Neue Werkstoffe 12.06.2018, 13:01 Uhr

Forscher entwickeln Graphenplatten für den Flugzeugbau

Einem chinesisch-amerikanischen Team ist es erstmals gelungen, Platten aus Graphen herzustellen, ohne dass das Material seine überragenden Eigenschaften verliert. Es könnte zur Konkurrenz für kohlenstofffaserverstärkte Kunststoffe (CFK) werden.

Falschfarbenaufnahme eines Graphenplatte unter dem Elektronenmikroskop: Forschern ist es gelungen, Graphenplatten herzustellen, die als Baustoff etwa für Flugzeuge dienen können.

Falschfarbenaufnahme eines Graphenplatte unter dem Elektronenmikroskop: Forschern ist es gelungen, Graphenplatten herzustellen, die als Baustoff etwa für Flugzeuge dienen können.

Foto: Beihang University

Graphen gehört zu den reißfestesten und härtesten Materialien auf der Welt. Stahl kommt da längst nicht mit. Das Material besteht aus Kohlenstoffatomen, die bienenwabenförmig angeordnet sind. Der unsichtbare Film ist nur eine Atomlage dick. Könnte man hunderttausende oder Millionen solcher Graphenblätter übereinanderstapeln und sie miteinander verbinden, hätte man ein wahrlich unverwüstliches Material. Es könnte beispielsweise im Flugzeugbau eingesetzt werden. Doch es ist bisher nicht gelungen, einen Kleber zu entwickeln, der die gleichen Eigenschaften wie Graphen hat, dieses also nicht schwächt.

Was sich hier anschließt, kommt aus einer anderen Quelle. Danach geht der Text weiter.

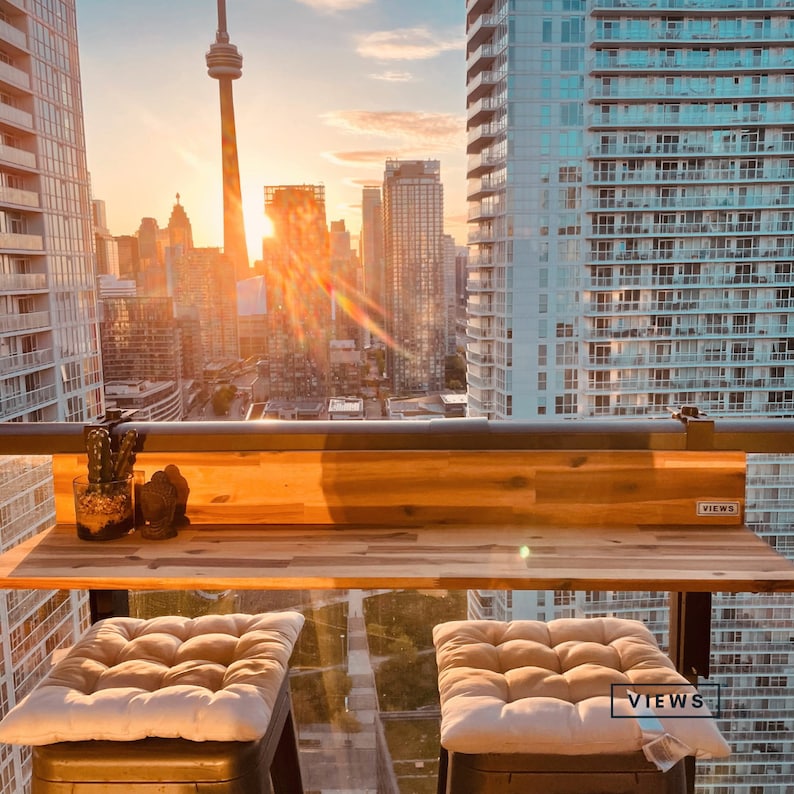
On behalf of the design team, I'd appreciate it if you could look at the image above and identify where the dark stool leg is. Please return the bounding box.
[437,746,449,794]
[270,705,303,794]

Perlmutt und Papier sind die Vorbilder

Das hat jetzt ein Forscherteam um Qunfeng Cheng, Chemieprofessor an der Beihang University in Peking, und Ray Baughman, Direktor des Nanotech-Instituts der University of Texas, geschafft. Es orientierte sich am Aufbau von Perlmutt, einem äußerst harten Werkstoff, den viele Meeresbewohner zum eigenen Schutz herstellen. Es besteht aus einzelnen Lagen Calciumcarbonat, die durch einen organischen Kleber miteinander verbunden sind.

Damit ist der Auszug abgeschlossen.